The bedrock of any democracy is a strong, free, democratic labor movement. We are united in our commitment to build strong, independent, democratic unions and to fight to improve the wages, working and living conditions of workers everywhere. We confront the same economic and corporate interests that have mounted a global assault on workers and labor rights. We demand strong labor rights in Iraq at the same time that we strive to reverse the erosion of labor rights in the United States and elsewhere around the world where they are threatened. We call for free and independent labor unions in Iraq based on internationally recognized ILO conventions guaranteeing the right to organize free of all government interference and including full equality for women workers. We support the direct participation of labor and workers’ representatives in drafting the new labor code, in determining government policies affecting unions and workers’ interests, and in drafting the new constitution. We condemn the continued enforcement of Saddam’s decree number 150 issued in 1987 that abolished union rights for workers in the extensive Iraqi public sector and call for its immediate repeal.

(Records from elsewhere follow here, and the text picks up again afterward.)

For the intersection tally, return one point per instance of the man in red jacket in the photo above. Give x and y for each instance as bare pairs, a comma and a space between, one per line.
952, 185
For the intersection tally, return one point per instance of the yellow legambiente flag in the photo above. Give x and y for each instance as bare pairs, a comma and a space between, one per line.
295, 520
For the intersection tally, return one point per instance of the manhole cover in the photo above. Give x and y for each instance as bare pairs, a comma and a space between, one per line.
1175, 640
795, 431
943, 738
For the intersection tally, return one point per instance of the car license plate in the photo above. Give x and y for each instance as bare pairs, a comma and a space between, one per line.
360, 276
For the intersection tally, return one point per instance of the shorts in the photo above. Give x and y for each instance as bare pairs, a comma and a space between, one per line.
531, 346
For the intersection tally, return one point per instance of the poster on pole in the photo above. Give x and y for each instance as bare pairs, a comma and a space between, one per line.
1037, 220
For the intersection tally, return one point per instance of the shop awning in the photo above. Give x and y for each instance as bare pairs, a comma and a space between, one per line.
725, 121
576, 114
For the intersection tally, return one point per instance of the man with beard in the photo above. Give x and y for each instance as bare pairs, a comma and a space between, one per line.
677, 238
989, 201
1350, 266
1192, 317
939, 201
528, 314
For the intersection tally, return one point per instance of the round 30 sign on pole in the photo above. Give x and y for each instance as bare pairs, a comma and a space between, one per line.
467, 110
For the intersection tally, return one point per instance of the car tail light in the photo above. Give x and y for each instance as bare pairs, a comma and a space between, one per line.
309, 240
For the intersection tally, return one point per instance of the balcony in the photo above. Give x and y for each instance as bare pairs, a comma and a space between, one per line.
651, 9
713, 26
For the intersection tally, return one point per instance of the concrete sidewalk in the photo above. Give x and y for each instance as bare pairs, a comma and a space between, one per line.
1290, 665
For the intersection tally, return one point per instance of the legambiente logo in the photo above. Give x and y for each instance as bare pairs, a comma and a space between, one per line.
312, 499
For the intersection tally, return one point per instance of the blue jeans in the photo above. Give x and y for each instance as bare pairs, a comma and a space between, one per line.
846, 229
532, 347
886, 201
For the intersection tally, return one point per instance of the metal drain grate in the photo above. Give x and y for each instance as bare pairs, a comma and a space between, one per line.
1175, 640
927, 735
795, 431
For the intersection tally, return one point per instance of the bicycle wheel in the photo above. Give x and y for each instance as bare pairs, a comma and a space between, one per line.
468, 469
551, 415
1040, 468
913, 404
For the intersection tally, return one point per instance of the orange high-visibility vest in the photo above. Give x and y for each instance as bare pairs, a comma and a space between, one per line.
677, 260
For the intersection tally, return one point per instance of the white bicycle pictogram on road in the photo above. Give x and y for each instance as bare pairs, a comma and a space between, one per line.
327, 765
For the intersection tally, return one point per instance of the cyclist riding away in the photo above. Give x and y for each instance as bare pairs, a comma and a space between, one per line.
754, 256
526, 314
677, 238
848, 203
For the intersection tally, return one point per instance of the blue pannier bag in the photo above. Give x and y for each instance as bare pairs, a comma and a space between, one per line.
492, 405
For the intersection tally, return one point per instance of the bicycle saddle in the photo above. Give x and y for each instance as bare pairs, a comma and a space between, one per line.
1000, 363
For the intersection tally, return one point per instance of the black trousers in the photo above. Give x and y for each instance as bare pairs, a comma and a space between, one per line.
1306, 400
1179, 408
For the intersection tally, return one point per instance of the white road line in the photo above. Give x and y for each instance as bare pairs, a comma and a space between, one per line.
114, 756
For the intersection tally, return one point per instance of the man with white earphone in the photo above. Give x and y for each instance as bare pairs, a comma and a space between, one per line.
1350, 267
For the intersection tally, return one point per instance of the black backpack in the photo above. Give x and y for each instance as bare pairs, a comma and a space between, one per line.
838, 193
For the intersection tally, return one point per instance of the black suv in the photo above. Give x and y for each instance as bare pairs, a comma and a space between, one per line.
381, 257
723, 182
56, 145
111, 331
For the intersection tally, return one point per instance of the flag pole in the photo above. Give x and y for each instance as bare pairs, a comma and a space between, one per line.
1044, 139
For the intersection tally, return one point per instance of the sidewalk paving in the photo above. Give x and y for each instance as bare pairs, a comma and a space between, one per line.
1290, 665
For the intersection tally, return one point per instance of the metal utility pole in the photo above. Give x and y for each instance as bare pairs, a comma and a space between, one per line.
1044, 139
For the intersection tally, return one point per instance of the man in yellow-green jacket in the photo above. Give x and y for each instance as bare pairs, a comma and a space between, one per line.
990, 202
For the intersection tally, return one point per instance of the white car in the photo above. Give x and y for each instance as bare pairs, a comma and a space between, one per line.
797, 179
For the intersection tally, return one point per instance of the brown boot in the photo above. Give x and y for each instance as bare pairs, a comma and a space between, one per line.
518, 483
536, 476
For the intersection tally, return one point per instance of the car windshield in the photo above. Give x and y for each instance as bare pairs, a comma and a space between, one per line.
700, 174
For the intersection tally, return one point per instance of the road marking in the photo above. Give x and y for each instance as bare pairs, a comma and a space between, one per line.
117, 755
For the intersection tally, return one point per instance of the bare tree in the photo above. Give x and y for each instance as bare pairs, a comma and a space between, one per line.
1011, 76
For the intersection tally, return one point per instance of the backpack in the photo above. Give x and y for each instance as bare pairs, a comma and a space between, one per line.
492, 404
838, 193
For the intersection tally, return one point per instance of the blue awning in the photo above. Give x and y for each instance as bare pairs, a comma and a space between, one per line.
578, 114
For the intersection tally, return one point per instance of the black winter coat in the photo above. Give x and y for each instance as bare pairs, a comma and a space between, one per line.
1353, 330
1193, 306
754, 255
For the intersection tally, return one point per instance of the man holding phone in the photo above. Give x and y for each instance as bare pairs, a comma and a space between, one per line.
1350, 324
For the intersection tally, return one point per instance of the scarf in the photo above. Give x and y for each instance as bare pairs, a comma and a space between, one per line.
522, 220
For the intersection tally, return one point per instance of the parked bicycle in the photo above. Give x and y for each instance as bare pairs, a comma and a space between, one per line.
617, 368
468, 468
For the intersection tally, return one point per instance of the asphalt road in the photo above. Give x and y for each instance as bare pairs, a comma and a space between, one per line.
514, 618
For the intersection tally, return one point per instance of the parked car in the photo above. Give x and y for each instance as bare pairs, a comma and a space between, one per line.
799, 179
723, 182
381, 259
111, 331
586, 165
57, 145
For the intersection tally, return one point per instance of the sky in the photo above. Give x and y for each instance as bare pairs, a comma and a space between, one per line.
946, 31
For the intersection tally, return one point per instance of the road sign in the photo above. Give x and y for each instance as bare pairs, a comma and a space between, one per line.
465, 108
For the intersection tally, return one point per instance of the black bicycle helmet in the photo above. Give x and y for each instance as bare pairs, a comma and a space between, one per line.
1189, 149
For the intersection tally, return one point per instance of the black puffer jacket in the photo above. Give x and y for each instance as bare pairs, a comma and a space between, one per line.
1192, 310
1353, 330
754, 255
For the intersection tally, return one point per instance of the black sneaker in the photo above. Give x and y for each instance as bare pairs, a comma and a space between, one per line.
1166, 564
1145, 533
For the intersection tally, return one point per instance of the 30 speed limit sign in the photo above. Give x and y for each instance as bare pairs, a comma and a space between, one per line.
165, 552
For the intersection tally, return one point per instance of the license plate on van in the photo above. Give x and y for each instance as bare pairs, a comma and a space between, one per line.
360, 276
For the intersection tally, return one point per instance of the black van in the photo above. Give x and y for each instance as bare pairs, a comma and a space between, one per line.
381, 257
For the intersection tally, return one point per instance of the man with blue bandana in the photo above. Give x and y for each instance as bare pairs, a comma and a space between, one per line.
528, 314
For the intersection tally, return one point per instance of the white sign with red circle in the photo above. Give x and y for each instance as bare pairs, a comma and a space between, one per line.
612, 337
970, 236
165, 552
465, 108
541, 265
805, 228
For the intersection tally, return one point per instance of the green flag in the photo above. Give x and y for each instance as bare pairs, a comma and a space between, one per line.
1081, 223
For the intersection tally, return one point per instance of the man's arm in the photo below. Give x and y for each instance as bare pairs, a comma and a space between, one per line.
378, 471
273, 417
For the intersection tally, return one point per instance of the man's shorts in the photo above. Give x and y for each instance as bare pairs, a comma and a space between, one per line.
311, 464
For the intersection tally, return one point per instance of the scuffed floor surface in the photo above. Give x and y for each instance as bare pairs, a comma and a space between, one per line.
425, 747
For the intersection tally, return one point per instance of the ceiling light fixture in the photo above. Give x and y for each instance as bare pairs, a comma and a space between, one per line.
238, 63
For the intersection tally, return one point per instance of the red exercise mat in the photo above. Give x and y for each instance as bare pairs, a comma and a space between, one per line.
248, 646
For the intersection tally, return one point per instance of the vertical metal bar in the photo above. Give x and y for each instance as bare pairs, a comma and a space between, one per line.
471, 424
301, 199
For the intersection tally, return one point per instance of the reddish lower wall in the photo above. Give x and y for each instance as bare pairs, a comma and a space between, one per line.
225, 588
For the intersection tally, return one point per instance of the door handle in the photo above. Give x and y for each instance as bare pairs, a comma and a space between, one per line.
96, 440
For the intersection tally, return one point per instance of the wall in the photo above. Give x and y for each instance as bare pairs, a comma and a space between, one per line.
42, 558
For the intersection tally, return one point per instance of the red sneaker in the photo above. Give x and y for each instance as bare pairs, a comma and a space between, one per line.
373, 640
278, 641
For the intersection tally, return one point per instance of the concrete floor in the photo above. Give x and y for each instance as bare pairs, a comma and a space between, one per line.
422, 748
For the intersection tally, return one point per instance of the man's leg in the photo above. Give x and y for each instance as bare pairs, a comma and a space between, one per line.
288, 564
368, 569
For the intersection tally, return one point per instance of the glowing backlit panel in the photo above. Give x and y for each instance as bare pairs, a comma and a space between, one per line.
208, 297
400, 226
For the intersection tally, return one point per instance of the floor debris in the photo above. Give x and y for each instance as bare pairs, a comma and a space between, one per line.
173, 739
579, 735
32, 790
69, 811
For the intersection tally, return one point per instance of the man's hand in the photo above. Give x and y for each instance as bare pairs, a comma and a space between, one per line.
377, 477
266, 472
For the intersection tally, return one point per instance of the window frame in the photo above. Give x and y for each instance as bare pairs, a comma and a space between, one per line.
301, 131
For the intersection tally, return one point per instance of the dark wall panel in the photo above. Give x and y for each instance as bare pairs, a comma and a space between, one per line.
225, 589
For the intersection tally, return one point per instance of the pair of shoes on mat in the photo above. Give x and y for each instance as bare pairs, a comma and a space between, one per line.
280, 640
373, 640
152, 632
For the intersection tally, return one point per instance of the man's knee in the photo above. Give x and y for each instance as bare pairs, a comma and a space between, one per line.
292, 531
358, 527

We commit ourselves to strengthening the bonds of solidarity and friendship between working people of our two countries and to increase communication and cooperation between our two labor movements. We look forward to delegations of Iraqis and Americans visiting each other’s countries for mutual support, and to strengthen international understanding and solidarity in our common struggle for peace and establishment of a democratic civil society that respects human rights and freedom.

With the strength and solidarity of workers across the US, in Iraq and internationally, we are confident that we can build a just and democratic future for labor in Iraq, the US, and around the world.